U.S. Sen. Edward Markey. (Jesse Costa/WBUR)
U.S. Sen. Edward Markey. (Jesse Costa/WBUR)

Sen. Ed Markey came out on Wednesday for City Councilor At-Large Michelle Wu’s mayoral campaign, citing her version of the “Green New Deal,” a localized proposal to deal with the withering effects of climate change.

Markey’s support puts both Massachusetts senators behind Wu’s campaign. Sen. Elizabeth Warren endorsed Wu, a former student of hers and a Senate campaign aide, earlier this year.

“Her proposals to expand access to free public transportation, decarbonize our economy, and invest in the basic rights of clean air and water will put Boston on a path to implement the systemic changes we need to provide our children, workers, and families a just and livable future,” Markey said in a statement.

Wu’s “Green New Deal” proposal includes an “Urban Climate Corps,” which would involve a paid training program for young people and residents to work in neighborhoods and focus on “green infrastructure installation, climate resilient design, the restoration of natural spaces, and community engagement,” according to her website. Wu has also called for a fare-free public transit system.

Markey, a Malden Democrat, was reelected to another six-year term in 2020 after besting U.S. Rep. Joe Kennedy III in a Democratic primary. Wu’s rival in the mayoral race, City Councilor At-Large Annissa Essaibi George, endorsed Markey, and his campaign manager, John Walsh, told the Boston Globe she was the only one.

Markey and Kennedy both supported a “Green New Deal” at the national level, but Markey, a 74-year-old incumbent who has spent decades in Washington, drew the support of New York Rep. Alexandria Ocasio-Cortez and enthusiastic young supporters. A fellow member of Ocasio-Cortez’s “Squad,” Boston Rep. Ayanna Pressley, endorsed Wu late last week.

“Senator Ed Markey’s bold vision has inspired activists, young people, and so many community members to lead, and I am honored to have his support,” Wu said in a statement. “Throughout his career, he has been a steadfast advocate for working families, environmental justice and a more equitable city, state and nation.”

Throughout the mayoral race, Wu’s campaign has pulled in support from environmental groups. Some of that support has come through super PACs, outside groups that can raise and spend unlimited amounts of money. The groups are prohibited from coordinating with the campaigns they support.

One pro-Wu super PAC, helmed by a former aide to Sen. Warren and known as the “Boston Turnout Project,” has taken in $150,000 from the Green Advocacy Project, a Palo Alto, Calif.-based group with board members who worked on Bernie Sanders’ 2016 presidential campaign. The super PAC has aired two TV ads and poured money into digital advertising on Facebook and Instagram.

A second pro-Wu group, a super PAC tied to the Environmental League of Massachusetts, has taken tens of thousands of dollars from the D.C.-based League of Conservation Voters. The super PAC, which has focused on mailings and digital advertising, has received $100,000 from the Green Advocacy Project.

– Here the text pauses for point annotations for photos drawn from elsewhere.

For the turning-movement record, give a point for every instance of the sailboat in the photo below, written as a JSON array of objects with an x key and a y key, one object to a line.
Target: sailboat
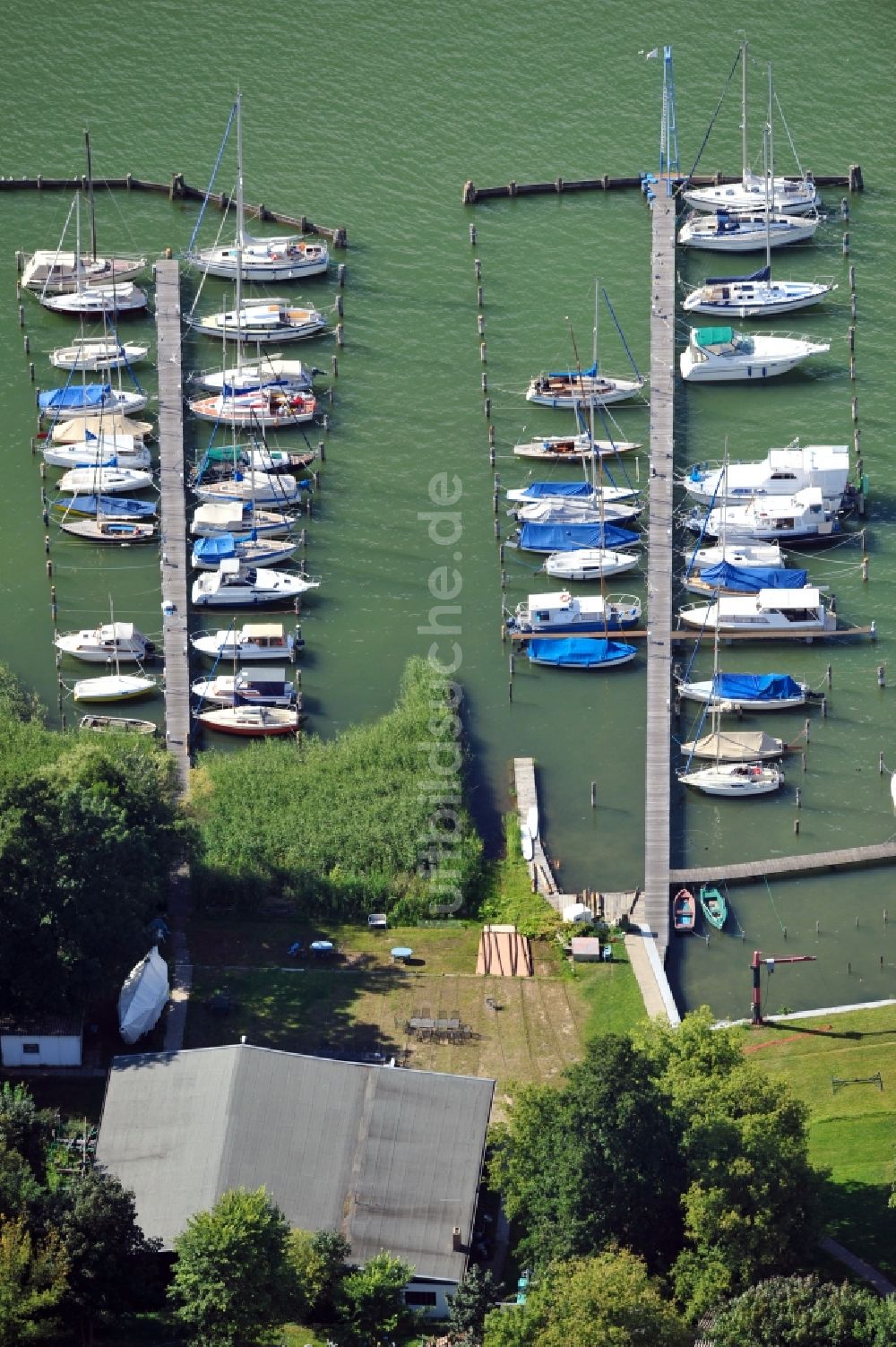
[
  {"x": 53, "y": 271},
  {"x": 757, "y": 294},
  {"x": 88, "y": 295},
  {"x": 115, "y": 687},
  {"x": 794, "y": 195},
  {"x": 285, "y": 257},
  {"x": 582, "y": 387},
  {"x": 735, "y": 771},
  {"x": 99, "y": 353}
]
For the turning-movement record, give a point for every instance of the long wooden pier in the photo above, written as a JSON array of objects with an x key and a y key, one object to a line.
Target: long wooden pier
[
  {"x": 847, "y": 859},
  {"x": 174, "y": 524},
  {"x": 472, "y": 194},
  {"x": 659, "y": 573},
  {"x": 177, "y": 190}
]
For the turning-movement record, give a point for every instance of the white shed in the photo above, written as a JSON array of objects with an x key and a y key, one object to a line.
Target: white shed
[
  {"x": 40, "y": 1043},
  {"x": 578, "y": 912}
]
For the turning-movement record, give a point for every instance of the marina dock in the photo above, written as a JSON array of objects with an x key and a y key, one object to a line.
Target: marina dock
[
  {"x": 659, "y": 573},
  {"x": 174, "y": 522},
  {"x": 789, "y": 867}
]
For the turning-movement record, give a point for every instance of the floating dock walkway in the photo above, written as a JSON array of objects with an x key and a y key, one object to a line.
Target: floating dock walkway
[
  {"x": 174, "y": 522},
  {"x": 848, "y": 859},
  {"x": 659, "y": 573}
]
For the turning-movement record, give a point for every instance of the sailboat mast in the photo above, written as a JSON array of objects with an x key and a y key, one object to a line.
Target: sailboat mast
[
  {"x": 744, "y": 154},
  {"x": 93, "y": 214}
]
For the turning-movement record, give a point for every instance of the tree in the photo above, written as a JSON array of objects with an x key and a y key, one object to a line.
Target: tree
[
  {"x": 106, "y": 1249},
  {"x": 86, "y": 851},
  {"x": 317, "y": 1263},
  {"x": 470, "y": 1306},
  {"x": 372, "y": 1301},
  {"x": 604, "y": 1301},
  {"x": 24, "y": 1127},
  {"x": 230, "y": 1280},
  {"x": 593, "y": 1162},
  {"x": 799, "y": 1312},
  {"x": 32, "y": 1280},
  {"x": 752, "y": 1203}
]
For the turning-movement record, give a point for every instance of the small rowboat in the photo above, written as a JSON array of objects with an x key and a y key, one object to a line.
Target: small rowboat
[
  {"x": 714, "y": 905},
  {"x": 116, "y": 723},
  {"x": 684, "y": 912}
]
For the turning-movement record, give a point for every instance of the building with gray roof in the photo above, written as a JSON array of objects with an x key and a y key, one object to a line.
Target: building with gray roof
[{"x": 390, "y": 1157}]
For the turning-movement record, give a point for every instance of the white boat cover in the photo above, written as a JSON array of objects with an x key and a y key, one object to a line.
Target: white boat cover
[
  {"x": 736, "y": 747},
  {"x": 143, "y": 997}
]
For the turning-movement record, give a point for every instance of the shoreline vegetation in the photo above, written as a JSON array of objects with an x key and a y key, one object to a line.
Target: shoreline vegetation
[{"x": 369, "y": 822}]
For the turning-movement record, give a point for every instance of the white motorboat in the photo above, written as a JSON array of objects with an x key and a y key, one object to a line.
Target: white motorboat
[
  {"x": 783, "y": 471},
  {"x": 244, "y": 586},
  {"x": 270, "y": 407},
  {"x": 238, "y": 519},
  {"x": 737, "y": 554},
  {"x": 562, "y": 449},
  {"x": 98, "y": 300},
  {"x": 259, "y": 374},
  {"x": 570, "y": 615},
  {"x": 791, "y": 194},
  {"x": 802, "y": 517},
  {"x": 252, "y": 721},
  {"x": 106, "y": 452},
  {"x": 108, "y": 642},
  {"x": 286, "y": 257},
  {"x": 754, "y": 297},
  {"x": 246, "y": 687},
  {"x": 251, "y": 642},
  {"x": 736, "y": 233},
  {"x": 716, "y": 355},
  {"x": 98, "y": 353},
  {"x": 746, "y": 691},
  {"x": 104, "y": 481},
  {"x": 264, "y": 321},
  {"x": 112, "y": 687},
  {"x": 208, "y": 552},
  {"x": 252, "y": 487},
  {"x": 589, "y": 564},
  {"x": 736, "y": 780},
  {"x": 786, "y": 612}
]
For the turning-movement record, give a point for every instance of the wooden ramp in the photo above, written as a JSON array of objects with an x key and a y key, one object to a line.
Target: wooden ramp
[{"x": 504, "y": 953}]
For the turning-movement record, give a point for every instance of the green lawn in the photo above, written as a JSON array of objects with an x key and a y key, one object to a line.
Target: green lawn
[{"x": 852, "y": 1127}]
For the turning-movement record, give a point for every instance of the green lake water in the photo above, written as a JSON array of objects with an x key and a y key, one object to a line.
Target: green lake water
[{"x": 372, "y": 117}]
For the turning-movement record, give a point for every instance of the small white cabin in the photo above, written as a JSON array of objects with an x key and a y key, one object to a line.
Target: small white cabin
[{"x": 40, "y": 1043}]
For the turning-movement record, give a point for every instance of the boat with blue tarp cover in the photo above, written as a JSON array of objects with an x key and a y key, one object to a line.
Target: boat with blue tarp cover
[
  {"x": 208, "y": 552},
  {"x": 580, "y": 652},
  {"x": 90, "y": 399},
  {"x": 569, "y": 538},
  {"x": 744, "y": 580},
  {"x": 111, "y": 506},
  {"x": 749, "y": 691}
]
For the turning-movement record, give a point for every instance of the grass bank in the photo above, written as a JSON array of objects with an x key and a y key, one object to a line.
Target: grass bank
[{"x": 852, "y": 1127}]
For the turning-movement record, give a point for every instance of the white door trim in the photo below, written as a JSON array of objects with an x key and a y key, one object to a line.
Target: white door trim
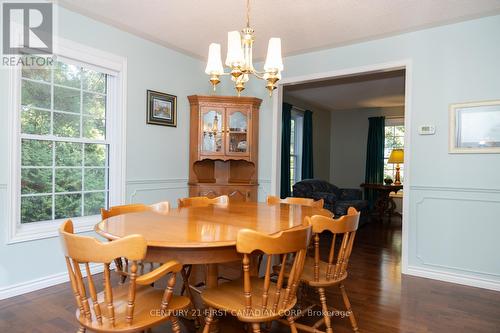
[{"x": 374, "y": 68}]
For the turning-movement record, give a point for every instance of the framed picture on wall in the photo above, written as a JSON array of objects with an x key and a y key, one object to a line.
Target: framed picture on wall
[
  {"x": 161, "y": 109},
  {"x": 475, "y": 127}
]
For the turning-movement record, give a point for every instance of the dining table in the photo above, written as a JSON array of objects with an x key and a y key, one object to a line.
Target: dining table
[{"x": 204, "y": 235}]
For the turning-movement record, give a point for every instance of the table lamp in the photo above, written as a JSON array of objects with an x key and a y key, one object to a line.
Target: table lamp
[{"x": 397, "y": 156}]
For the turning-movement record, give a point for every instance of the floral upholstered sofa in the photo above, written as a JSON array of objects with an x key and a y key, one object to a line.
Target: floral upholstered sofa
[{"x": 337, "y": 200}]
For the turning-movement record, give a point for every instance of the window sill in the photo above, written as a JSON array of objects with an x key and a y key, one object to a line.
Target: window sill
[{"x": 49, "y": 229}]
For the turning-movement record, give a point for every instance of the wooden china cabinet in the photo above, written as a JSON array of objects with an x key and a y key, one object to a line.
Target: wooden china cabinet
[{"x": 224, "y": 147}]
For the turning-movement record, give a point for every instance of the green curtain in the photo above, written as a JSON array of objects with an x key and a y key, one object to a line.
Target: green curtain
[
  {"x": 307, "y": 147},
  {"x": 374, "y": 173},
  {"x": 286, "y": 124}
]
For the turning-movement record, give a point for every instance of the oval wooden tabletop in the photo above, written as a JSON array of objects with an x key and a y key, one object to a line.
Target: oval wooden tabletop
[{"x": 209, "y": 226}]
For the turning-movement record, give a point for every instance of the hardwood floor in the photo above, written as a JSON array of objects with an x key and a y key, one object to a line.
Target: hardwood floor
[{"x": 382, "y": 299}]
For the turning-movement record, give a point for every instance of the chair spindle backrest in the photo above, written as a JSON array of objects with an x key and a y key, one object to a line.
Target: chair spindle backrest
[
  {"x": 271, "y": 199},
  {"x": 290, "y": 247},
  {"x": 338, "y": 257},
  {"x": 202, "y": 201},
  {"x": 160, "y": 207},
  {"x": 82, "y": 250}
]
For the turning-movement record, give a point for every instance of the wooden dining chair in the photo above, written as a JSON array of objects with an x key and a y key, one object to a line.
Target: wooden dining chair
[
  {"x": 271, "y": 199},
  {"x": 322, "y": 274},
  {"x": 125, "y": 308},
  {"x": 259, "y": 300},
  {"x": 202, "y": 201},
  {"x": 121, "y": 264}
]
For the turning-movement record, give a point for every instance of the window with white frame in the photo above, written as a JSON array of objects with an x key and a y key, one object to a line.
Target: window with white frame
[
  {"x": 394, "y": 138},
  {"x": 67, "y": 158},
  {"x": 297, "y": 124},
  {"x": 64, "y": 159}
]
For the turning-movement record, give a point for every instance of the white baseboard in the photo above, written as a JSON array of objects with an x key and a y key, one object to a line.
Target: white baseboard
[
  {"x": 454, "y": 278},
  {"x": 41, "y": 283}
]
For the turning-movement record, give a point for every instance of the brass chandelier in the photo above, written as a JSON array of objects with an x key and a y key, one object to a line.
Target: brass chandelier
[{"x": 239, "y": 59}]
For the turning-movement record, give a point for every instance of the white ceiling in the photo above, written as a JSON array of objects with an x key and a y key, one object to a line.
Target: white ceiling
[
  {"x": 304, "y": 25},
  {"x": 366, "y": 91}
]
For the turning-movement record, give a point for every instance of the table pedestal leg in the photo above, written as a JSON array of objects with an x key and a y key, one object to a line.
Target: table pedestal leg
[{"x": 212, "y": 282}]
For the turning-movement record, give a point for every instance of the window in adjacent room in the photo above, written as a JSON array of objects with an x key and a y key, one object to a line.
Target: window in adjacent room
[
  {"x": 64, "y": 148},
  {"x": 394, "y": 138},
  {"x": 297, "y": 124}
]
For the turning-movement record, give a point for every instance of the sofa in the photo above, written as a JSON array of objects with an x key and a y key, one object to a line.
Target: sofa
[{"x": 337, "y": 200}]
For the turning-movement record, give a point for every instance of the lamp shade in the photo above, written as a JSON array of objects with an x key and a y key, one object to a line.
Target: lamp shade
[
  {"x": 214, "y": 63},
  {"x": 273, "y": 59},
  {"x": 234, "y": 50},
  {"x": 397, "y": 156}
]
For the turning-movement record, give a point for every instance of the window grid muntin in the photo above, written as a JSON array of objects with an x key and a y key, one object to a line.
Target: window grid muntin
[
  {"x": 81, "y": 139},
  {"x": 389, "y": 168}
]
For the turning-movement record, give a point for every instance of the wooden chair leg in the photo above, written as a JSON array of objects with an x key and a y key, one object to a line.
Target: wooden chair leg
[
  {"x": 291, "y": 322},
  {"x": 347, "y": 304},
  {"x": 186, "y": 273},
  {"x": 256, "y": 327},
  {"x": 324, "y": 308},
  {"x": 176, "y": 327},
  {"x": 185, "y": 287},
  {"x": 208, "y": 321}
]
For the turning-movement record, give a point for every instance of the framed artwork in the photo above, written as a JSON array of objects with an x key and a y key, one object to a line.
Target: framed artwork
[
  {"x": 475, "y": 127},
  {"x": 161, "y": 109}
]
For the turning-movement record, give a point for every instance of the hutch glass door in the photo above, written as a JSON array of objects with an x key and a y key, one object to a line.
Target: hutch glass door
[
  {"x": 238, "y": 127},
  {"x": 212, "y": 129}
]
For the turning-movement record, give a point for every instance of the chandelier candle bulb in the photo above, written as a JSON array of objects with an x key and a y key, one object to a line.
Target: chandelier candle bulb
[
  {"x": 239, "y": 59},
  {"x": 234, "y": 56}
]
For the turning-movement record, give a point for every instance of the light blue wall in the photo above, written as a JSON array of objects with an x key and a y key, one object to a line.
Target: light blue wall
[
  {"x": 454, "y": 196},
  {"x": 455, "y": 199},
  {"x": 157, "y": 156}
]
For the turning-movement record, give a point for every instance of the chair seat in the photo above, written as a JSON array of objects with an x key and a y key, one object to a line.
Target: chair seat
[
  {"x": 229, "y": 298},
  {"x": 147, "y": 310},
  {"x": 308, "y": 274}
]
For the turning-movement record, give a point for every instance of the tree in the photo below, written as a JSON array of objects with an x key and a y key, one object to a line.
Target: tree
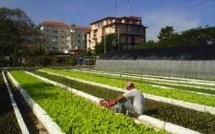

Essaibi George, who has two super PACs of her own, has said they should get out of the race, while Wu has called for the groups to stay positive.

A spokesperson for the Environmental League’s super PAC told the Reporter on Sept. 22 that the group is “focused on electing leaders who will protect us from the effects of climate change and lead on environmental issues.” The spokesperson added, “In this historic election, our goal is to amplify Michelle Wu’s positive vision and proven approach to addressing the serious challenges before us through a climate lens.”